Jurors took just over an hour to find Baillie, of Magdelene Place, Sunderland, guilty of causing her death by dangerous driving.
At the sentencing, Nick Dry, prosecuting, read extracts of the victim impact statements made by Sarah’s mum, Theresa, and her older sister, Melisa, who was her “best friend”.
Mr Dry said Sarah came from a strong and loving family, who described her as “happy an full of laughter and fun”.
The court heard this year would have been Sarah’s 18th birthday, her sister’s 21st and both parents turn 50.
The family were due to have a holiday together to celebrate their special milestones, but the remaining members were forced to go alone.
Sarah saved and improved the lives of five people when her organs were donated after her death.
The family have also raised funds for the air ambulance, which took Sarah to hospital from the scene.
Judge Paul Sloan QC told Baillie: “No sentence I pass could ever begin to ease the pain they have suffered, the pain they continue to suffer, for it is a life sentence they will have to endure as a result of your callous disregard for the safety of others.”
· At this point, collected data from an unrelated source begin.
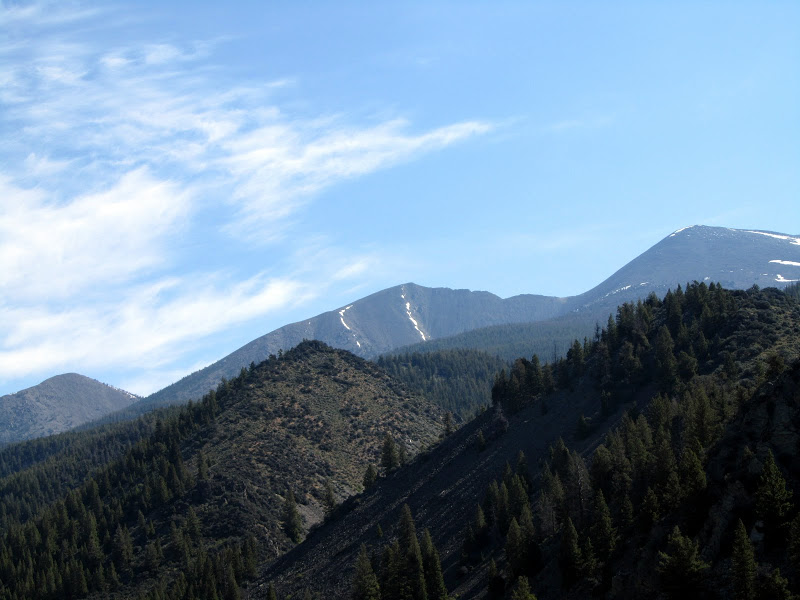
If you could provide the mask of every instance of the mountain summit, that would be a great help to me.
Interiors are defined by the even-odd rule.
[[[156,392],[147,404],[197,398],[223,377],[304,339],[371,358],[409,344],[510,323],[543,322],[583,313],[605,321],[622,302],[663,295],[689,281],[728,288],[780,286],[800,280],[800,236],[695,225],[681,228],[591,290],[569,298],[523,294],[502,299],[489,292],[391,287],[311,319],[263,335],[222,360]]]
[[[0,445],[60,433],[125,408],[137,396],[65,373],[0,398]]]
[[[728,289],[800,281],[800,236],[690,225],[669,234],[591,290],[570,298],[573,310],[613,304],[690,281]]]

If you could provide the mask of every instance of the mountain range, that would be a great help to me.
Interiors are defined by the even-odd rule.
[[[579,323],[578,328],[568,327],[562,335],[571,340],[589,335],[595,322],[604,323],[619,304],[644,298],[651,292],[663,295],[687,282],[714,281],[726,288],[744,289],[752,285],[782,286],[797,280],[800,236],[702,225],[685,227],[577,296],[522,294],[502,299],[482,291],[428,288],[414,283],[394,286],[256,338],[152,394],[144,404],[163,405],[197,398],[223,377],[233,377],[251,362],[260,362],[304,339],[320,340],[373,358],[409,345],[420,351],[432,341],[442,347],[442,340],[452,336],[505,324],[548,323],[542,327],[562,328],[558,319],[569,317]],[[444,342],[444,347],[476,344]],[[518,350],[514,348],[510,355],[521,355]]]
[[[596,324],[605,323],[619,304],[650,293],[663,295],[695,280],[730,289],[780,287],[800,280],[800,236],[685,227],[599,285],[564,298],[522,294],[503,299],[485,291],[397,285],[258,337],[141,400],[125,392],[115,396],[118,401],[100,400],[88,390],[78,399],[75,376],[44,382],[41,394],[32,391],[39,387],[35,386],[6,396],[0,405],[0,442],[63,431],[119,409],[126,409],[121,417],[135,416],[156,406],[197,399],[223,378],[235,377],[252,363],[305,339],[364,358],[470,348],[504,360],[534,353],[551,359],[563,355],[573,339],[591,336]],[[63,392],[58,391],[61,383]]]

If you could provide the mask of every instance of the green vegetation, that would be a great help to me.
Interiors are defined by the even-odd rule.
[[[409,389],[461,419],[489,403],[495,374],[508,367],[505,360],[486,352],[463,349],[420,349],[387,354],[376,362]]]
[[[439,552],[429,531],[420,541],[408,504],[397,524],[397,538],[383,548],[376,575],[361,545],[356,560],[352,597],[355,600],[448,600]]]
[[[461,577],[491,598],[791,598],[798,323],[774,289],[624,304],[563,357],[502,366],[460,429],[386,373],[417,360],[431,381],[436,357],[379,367],[304,343],[153,420],[0,452],[0,599],[276,596],[267,578],[297,598],[351,567],[353,595],[384,600],[443,600]],[[538,419],[562,438],[532,439]],[[440,537],[407,507],[383,535],[406,497]],[[256,589],[301,538],[287,561],[316,543],[338,570]]]
[[[0,598],[237,598],[265,544],[286,550],[333,516],[334,485],[360,490],[385,435],[418,444],[397,444],[399,461],[443,421],[371,363],[316,342],[153,418],[2,454],[0,485],[19,495],[0,503]],[[110,460],[76,454],[103,443]],[[58,469],[73,481],[37,479]]]
[[[511,362],[520,356],[534,354],[547,360],[553,360],[566,355],[574,340],[582,340],[586,336],[591,336],[595,331],[596,324],[597,316],[594,313],[581,312],[533,323],[492,325],[452,337],[408,346],[398,353],[426,354],[442,350],[479,351],[490,356],[497,356],[506,362]]]
[[[633,548],[647,549],[639,560],[649,561],[651,568],[635,579],[628,576],[625,589],[660,589],[674,598],[713,597],[709,578],[718,561],[730,565],[723,569],[729,575],[722,586],[730,585],[731,597],[755,598],[761,587],[777,594],[791,589],[792,580],[780,571],[769,578],[757,575],[758,554],[742,520],[736,527],[737,521],[731,522],[725,533],[732,550],[717,546],[708,555],[713,562],[701,558],[697,536],[721,493],[718,471],[713,481],[705,471],[708,461],[731,451],[743,453],[736,459],[739,465],[756,460],[749,450],[730,445],[726,428],[742,410],[760,410],[760,394],[774,393],[776,386],[788,389],[789,397],[796,393],[796,383],[779,383],[789,374],[793,381],[800,378],[800,305],[793,298],[777,290],[728,292],[693,284],[668,293],[663,301],[651,296],[620,306],[593,340],[573,343],[554,363],[542,364],[534,356],[517,359],[508,372],[502,371],[492,398],[511,415],[544,406],[559,393],[591,389],[600,402],[594,414],[579,419],[577,440],[591,437],[621,408],[627,410],[591,457],[570,450],[563,440],[551,448],[538,491],[524,496],[525,512],[536,522],[531,538],[519,526],[523,511],[519,501],[512,502],[512,490],[523,486],[510,467],[488,487],[482,512],[465,531],[461,557],[467,565],[487,556],[504,558],[505,574],[490,575],[487,582],[490,596],[492,589],[517,589],[521,577],[532,588],[546,582],[553,567],[543,569],[541,556],[557,557],[565,593],[582,597],[590,589],[608,590],[615,574],[630,572]],[[652,400],[639,404],[647,390]],[[735,439],[741,433],[734,429],[727,435]],[[792,571],[787,557],[798,555],[792,548],[800,548],[800,542],[791,546],[781,532],[797,507],[769,446],[761,455],[757,477],[741,466],[734,469],[746,490],[746,504],[737,514],[751,526],[754,516],[763,520],[766,543],[759,552]],[[731,485],[729,475],[726,481]],[[487,527],[495,534],[483,533]],[[665,527],[672,530],[667,539]],[[800,533],[788,537],[793,535],[800,539]],[[535,549],[535,559],[525,555],[526,548]]]

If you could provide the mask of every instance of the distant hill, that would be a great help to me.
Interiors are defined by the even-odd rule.
[[[591,290],[569,299],[571,311],[607,311],[624,301],[692,281],[727,289],[782,287],[800,281],[800,236],[694,225],[671,233]]]
[[[0,444],[67,431],[138,399],[77,373],[56,375],[0,398]]]
[[[685,227],[601,284],[568,298],[523,294],[502,299],[489,292],[398,285],[263,335],[149,396],[141,409],[198,398],[223,377],[233,377],[251,362],[260,362],[304,339],[321,340],[365,358],[411,345],[404,351],[468,347],[504,358],[537,352],[549,359],[554,349],[559,355],[565,352],[572,339],[591,336],[595,323],[605,324],[619,304],[651,292],[662,296],[668,289],[694,280],[714,281],[731,289],[754,284],[780,287],[800,280],[800,236]],[[492,327],[489,337],[503,340],[514,328],[502,326],[519,323],[543,325],[490,345],[482,340],[483,334],[469,333]],[[452,336],[459,339],[440,343]],[[512,347],[504,347],[506,342]]]

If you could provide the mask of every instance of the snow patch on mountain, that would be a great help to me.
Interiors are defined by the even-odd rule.
[[[780,233],[767,233],[766,231],[749,231],[746,233],[757,233],[758,235],[766,235],[767,237],[775,238],[776,240],[789,240],[795,246],[800,246],[800,238],[792,237],[790,235],[781,235]]]
[[[680,229],[676,229],[675,231],[669,234],[669,237],[675,237],[681,231],[685,231],[686,229],[691,229],[692,227],[694,227],[694,225],[687,225],[686,227],[681,227]]]
[[[346,313],[347,309],[349,308],[353,308],[353,305],[351,304],[350,306],[345,306],[339,311],[339,320],[342,322],[342,325],[344,325],[344,328],[347,329],[347,331],[350,331],[350,327],[348,327],[347,323],[344,322],[344,313]]]
[[[639,285],[646,285],[646,282],[645,282],[645,283],[640,283]],[[608,293],[607,293],[605,296],[603,296],[603,297],[604,297],[604,298],[608,298],[609,296],[613,296],[614,294],[619,294],[620,292],[624,292],[625,290],[629,290],[629,289],[631,289],[632,287],[633,287],[633,286],[632,286],[632,285],[630,285],[630,284],[628,284],[628,285],[624,285],[624,286],[622,286],[621,288],[617,288],[616,290],[611,290],[610,292],[608,292]]]
[[[793,260],[771,260],[771,263],[778,263],[779,265],[789,265],[790,267],[800,267],[800,262]]]
[[[121,392],[121,393],[125,394],[125,395],[126,395],[128,398],[131,398],[131,399],[133,399],[133,400],[135,400],[135,399],[139,398],[139,396],[137,396],[136,394],[131,394],[131,393],[130,393],[128,390],[123,390],[122,388],[118,388],[117,386],[115,386],[115,385],[111,385],[110,383],[105,383],[105,384],[103,384],[103,385],[107,385],[107,386],[108,386],[108,387],[110,387],[112,390],[116,390],[116,391],[118,391],[118,392]]]
[[[794,283],[795,281],[800,281],[800,279],[786,279],[783,275],[778,273],[778,276],[775,278],[775,281],[778,283]]]
[[[406,314],[408,315],[408,320],[411,321],[412,325],[414,325],[414,329],[416,329],[422,336],[422,341],[427,342],[428,340],[425,337],[425,334],[422,333],[422,330],[419,328],[416,319],[414,319],[414,317],[411,316],[411,302],[406,302]]]
[[[405,290],[405,287],[403,287],[403,290],[402,290],[402,291],[403,291],[403,293],[402,293],[402,294],[400,294],[400,298],[402,298],[403,300],[405,300],[405,299],[406,299],[406,294],[405,294],[405,291],[406,291],[406,290]],[[422,330],[419,328],[419,323],[417,323],[417,320],[416,320],[416,319],[415,319],[415,318],[412,316],[412,314],[411,314],[411,302],[408,302],[407,300],[406,300],[406,315],[408,315],[408,320],[409,320],[409,321],[411,321],[411,324],[414,326],[414,329],[416,329],[416,330],[417,330],[417,333],[419,333],[419,335],[422,337],[422,341],[423,341],[423,342],[427,342],[427,341],[428,341],[428,338],[427,338],[427,337],[425,337],[425,334],[424,334],[424,333],[423,333],[423,331],[422,331]]]
[[[339,311],[339,320],[342,322],[342,325],[344,325],[344,328],[345,328],[345,329],[347,329],[347,331],[350,331],[350,332],[352,333],[352,331],[353,331],[353,330],[350,328],[350,326],[349,326],[347,323],[345,323],[345,322],[344,322],[344,313],[346,313],[346,312],[347,312],[348,310],[350,310],[351,308],[353,308],[353,305],[352,305],[352,304],[350,304],[349,306],[345,306],[345,307],[344,307],[342,310],[340,310],[340,311]],[[311,321],[309,321],[309,323],[311,323]],[[356,334],[355,334],[355,333],[353,333],[353,339],[355,340],[355,342],[356,342],[356,345],[357,345],[359,348],[361,348],[361,342],[359,342],[359,341],[356,339]]]

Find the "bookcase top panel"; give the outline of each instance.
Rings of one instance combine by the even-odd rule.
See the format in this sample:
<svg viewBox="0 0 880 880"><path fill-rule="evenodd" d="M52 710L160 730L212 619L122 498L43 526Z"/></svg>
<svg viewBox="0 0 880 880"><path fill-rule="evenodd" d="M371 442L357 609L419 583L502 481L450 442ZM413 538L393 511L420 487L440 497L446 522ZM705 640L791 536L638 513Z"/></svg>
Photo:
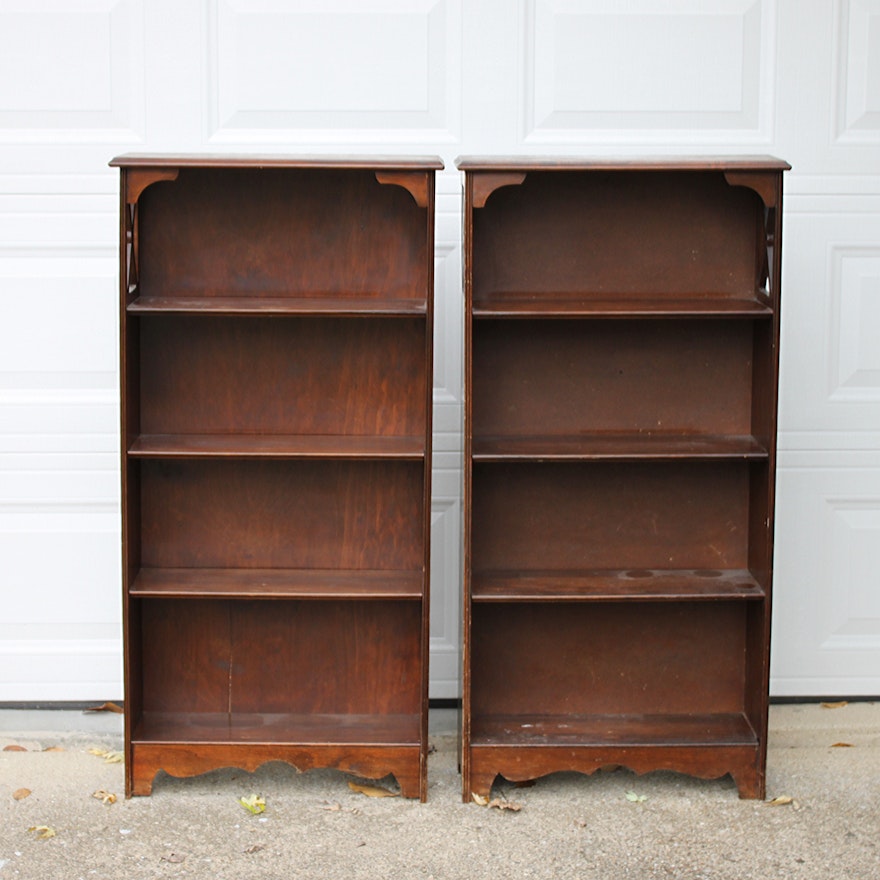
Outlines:
<svg viewBox="0 0 880 880"><path fill-rule="evenodd" d="M110 161L115 168L360 168L440 171L439 156L369 156L237 153L125 153Z"/></svg>
<svg viewBox="0 0 880 880"><path fill-rule="evenodd" d="M788 171L775 156L459 156L461 171Z"/></svg>

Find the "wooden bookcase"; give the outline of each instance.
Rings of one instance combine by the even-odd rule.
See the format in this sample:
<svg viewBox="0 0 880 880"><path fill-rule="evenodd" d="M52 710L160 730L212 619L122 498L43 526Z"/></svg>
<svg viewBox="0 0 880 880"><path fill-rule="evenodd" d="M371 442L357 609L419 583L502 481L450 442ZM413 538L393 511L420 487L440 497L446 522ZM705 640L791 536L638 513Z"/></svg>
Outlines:
<svg viewBox="0 0 880 880"><path fill-rule="evenodd" d="M605 765L762 797L788 165L457 164L463 797Z"/></svg>
<svg viewBox="0 0 880 880"><path fill-rule="evenodd" d="M434 158L122 156L126 793L426 795Z"/></svg>

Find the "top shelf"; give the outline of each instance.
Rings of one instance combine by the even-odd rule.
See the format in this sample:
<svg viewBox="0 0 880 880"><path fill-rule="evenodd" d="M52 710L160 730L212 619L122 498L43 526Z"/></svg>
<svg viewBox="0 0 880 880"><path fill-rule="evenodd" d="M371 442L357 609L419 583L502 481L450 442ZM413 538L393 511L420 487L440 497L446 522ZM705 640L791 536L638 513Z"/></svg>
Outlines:
<svg viewBox="0 0 880 880"><path fill-rule="evenodd" d="M125 153L111 160L114 168L355 168L366 170L440 171L439 156L314 156L283 153Z"/></svg>
<svg viewBox="0 0 880 880"><path fill-rule="evenodd" d="M731 296L639 296L491 293L474 297L475 318L766 318L773 308L764 299Z"/></svg>
<svg viewBox="0 0 880 880"><path fill-rule="evenodd" d="M426 315L427 299L383 296L138 296L126 307L131 315Z"/></svg>
<svg viewBox="0 0 880 880"><path fill-rule="evenodd" d="M459 156L461 171L788 171L775 156Z"/></svg>

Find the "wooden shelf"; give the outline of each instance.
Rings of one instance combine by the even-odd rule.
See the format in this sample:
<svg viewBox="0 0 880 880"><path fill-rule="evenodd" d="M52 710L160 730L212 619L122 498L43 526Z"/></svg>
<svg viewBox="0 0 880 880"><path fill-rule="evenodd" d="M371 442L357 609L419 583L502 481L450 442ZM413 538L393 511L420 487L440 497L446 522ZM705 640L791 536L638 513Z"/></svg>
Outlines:
<svg viewBox="0 0 880 880"><path fill-rule="evenodd" d="M505 715L472 721L474 746L742 746L757 735L743 713Z"/></svg>
<svg viewBox="0 0 880 880"><path fill-rule="evenodd" d="M782 171L464 158L462 798L764 796Z"/></svg>
<svg viewBox="0 0 880 880"><path fill-rule="evenodd" d="M402 299L366 296L138 296L127 306L131 315L333 315L338 317L411 317L427 312L424 297Z"/></svg>
<svg viewBox="0 0 880 880"><path fill-rule="evenodd" d="M631 294L475 293L474 318L770 318L760 297Z"/></svg>
<svg viewBox="0 0 880 880"><path fill-rule="evenodd" d="M755 437L718 434L600 433L578 436L475 436L473 460L663 461L745 459L763 461L766 446Z"/></svg>
<svg viewBox="0 0 880 880"><path fill-rule="evenodd" d="M295 568L142 568L134 598L421 600L420 571Z"/></svg>
<svg viewBox="0 0 880 880"><path fill-rule="evenodd" d="M759 600L764 590L744 569L475 571L474 602L694 602Z"/></svg>
<svg viewBox="0 0 880 880"><path fill-rule="evenodd" d="M417 745L419 715L145 712L132 741Z"/></svg>
<svg viewBox="0 0 880 880"><path fill-rule="evenodd" d="M132 458L399 459L425 457L424 437L310 434L148 434L132 442Z"/></svg>
<svg viewBox="0 0 880 880"><path fill-rule="evenodd" d="M126 795L427 796L436 157L122 156Z"/></svg>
The judge said Baillie had tried but failed to deceive the jury and that what happened to Sarah was “entirely your fault”.
Judge Sloan added: “She had everything to look forward to, that young life was cut short and the hopes and expectations surrounding that life were brutally shattered by you.”
After the hearing, Sgt. Kevin Hindhaugh said Baillie was “devious, controlling and manipulative”.